In response to the management move, the Histadrut Labor Federation has ordered all Israel Chemicals workers to stop work on Wednesday at 11:00 a.m. and show up to support Rotem Amfert workers at the plant. Following a meeting today the Histadrut placed two conditions for a resumption of negotiations between the union and management: an end to the lock out and a cancelling of the dismissal notices that have already been given to six of the 127 workers ICL has said it plans to fire as part of its recovery plan for the subsidiary.

Yesterday a company spokesman said Rotem Amfert is facing its worst crisis in years due to a sharp drop in phosphate and fertilizer prices that have made the company among the least competitive in the industry. The spokesman added that the layoffs are a painful but necessary measure to enable the company to compete on the international market.

Uralkali inks deal with FELDA

OAO Uralkali reports that its trading arm Uralkali Trading SA has concluded an agreement with Federal Land Development Authority of Malaysia (FELDA) to create a joint venture for potash distribution.
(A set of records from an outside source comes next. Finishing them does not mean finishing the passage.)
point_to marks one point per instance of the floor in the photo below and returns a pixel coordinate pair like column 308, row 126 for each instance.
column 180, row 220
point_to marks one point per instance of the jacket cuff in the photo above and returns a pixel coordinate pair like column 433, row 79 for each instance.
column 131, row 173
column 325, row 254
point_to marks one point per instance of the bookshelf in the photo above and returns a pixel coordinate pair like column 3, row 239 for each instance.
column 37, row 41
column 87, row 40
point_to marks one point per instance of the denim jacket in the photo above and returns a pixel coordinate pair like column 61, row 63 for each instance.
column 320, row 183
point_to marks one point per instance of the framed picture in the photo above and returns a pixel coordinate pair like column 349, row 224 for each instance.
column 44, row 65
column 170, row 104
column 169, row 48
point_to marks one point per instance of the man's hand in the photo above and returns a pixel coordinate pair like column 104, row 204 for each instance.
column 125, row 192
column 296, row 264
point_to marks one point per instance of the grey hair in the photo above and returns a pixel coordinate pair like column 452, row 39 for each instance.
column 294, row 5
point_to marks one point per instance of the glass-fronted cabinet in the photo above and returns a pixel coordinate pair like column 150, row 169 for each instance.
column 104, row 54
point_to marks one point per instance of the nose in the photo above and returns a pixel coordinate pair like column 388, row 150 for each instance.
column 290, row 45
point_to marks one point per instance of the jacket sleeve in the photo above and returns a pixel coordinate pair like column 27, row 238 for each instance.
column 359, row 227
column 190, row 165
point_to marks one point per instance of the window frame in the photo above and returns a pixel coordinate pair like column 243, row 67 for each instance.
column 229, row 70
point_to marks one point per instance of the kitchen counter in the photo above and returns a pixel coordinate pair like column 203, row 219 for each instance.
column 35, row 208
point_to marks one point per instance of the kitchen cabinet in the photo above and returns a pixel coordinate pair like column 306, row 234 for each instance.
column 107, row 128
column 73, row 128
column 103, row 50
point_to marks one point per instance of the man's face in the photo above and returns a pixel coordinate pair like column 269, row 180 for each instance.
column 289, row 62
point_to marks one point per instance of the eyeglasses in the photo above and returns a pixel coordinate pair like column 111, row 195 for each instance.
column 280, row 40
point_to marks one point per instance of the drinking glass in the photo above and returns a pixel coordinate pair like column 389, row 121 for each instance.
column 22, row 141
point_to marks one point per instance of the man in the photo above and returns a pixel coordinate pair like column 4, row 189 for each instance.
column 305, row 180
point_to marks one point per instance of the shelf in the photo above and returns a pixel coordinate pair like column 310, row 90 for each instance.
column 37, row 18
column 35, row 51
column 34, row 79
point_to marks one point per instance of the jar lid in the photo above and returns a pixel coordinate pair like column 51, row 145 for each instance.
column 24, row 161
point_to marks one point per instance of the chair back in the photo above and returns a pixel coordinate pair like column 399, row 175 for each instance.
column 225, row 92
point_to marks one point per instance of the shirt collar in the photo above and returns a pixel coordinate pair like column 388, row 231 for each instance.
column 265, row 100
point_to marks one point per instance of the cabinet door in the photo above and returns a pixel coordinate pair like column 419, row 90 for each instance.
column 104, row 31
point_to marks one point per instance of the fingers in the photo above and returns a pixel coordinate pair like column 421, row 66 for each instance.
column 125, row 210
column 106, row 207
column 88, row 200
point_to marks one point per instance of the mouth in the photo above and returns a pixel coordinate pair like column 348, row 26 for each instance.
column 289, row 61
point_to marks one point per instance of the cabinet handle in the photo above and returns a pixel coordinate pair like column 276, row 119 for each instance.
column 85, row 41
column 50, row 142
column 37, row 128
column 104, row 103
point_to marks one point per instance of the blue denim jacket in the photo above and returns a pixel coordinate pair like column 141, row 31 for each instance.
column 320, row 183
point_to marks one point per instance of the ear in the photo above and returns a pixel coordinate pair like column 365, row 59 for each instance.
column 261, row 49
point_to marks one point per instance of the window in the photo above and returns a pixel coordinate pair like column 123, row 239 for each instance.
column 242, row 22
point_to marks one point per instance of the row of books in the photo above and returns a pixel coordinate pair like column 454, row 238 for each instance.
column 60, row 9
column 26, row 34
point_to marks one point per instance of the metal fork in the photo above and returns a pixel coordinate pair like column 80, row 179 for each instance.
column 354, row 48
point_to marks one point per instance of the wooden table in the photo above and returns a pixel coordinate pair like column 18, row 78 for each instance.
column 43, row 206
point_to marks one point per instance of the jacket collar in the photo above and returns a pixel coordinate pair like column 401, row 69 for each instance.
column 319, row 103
The joint venture will start operating Jan. 1, 2014, and will focus on securing potash deliveries to the plantations of FELDA and other government plantations in Malaysia and other countries.

“This joint venture is another step to further improve our sales net in Southeast Asia, which is a strategically important region for Uralkali,” said Uralkali acting CEO Viktor Belyakov. “It will also strengthen our relations with state customers in this region. Southeast Asian countries pay much attention to expanding agriculture production. Realization of such joint projects is a good opportunity for suppliers and customers to achieve long-term goals including increase in crop yields, ensuring food security and, consequently, growth in fertilizer consumption.”

Yara seeks permit for calcium nitrate plant

Yara North America has filed for air permits to build a new plant in Tennessee, according to the Tennessee Department of Environment and Conservation. The plant would produce 50,000 tons per year of calcium nitrate, not calcium ammonium nitrate as was earlier reported.

The plant would be built at the U.S. Nitrogen Co.’s $220 million complex which is currently under construction in Mosheim, Tenn., in Greene County, in Eastern Tennessee, which will produce liquid ammonium nitrate. U.S. Nitrogen, which is owned by Austin Powder, Cleveland, Ohio, would pipe nitric acid to the plant.

While the air permit is being sought, sources say the plant is still being studied and a final agreement has not been made.

Also new, U.S. Nitrogen has also filed for an air permit to build a facility that would liquefy carbon dioxide gas, with a production capacity of approximately 270 tons per day. The company is in negotiations with potential partners on this venture. The new facility would significantly reduce carbon dioxide emissions.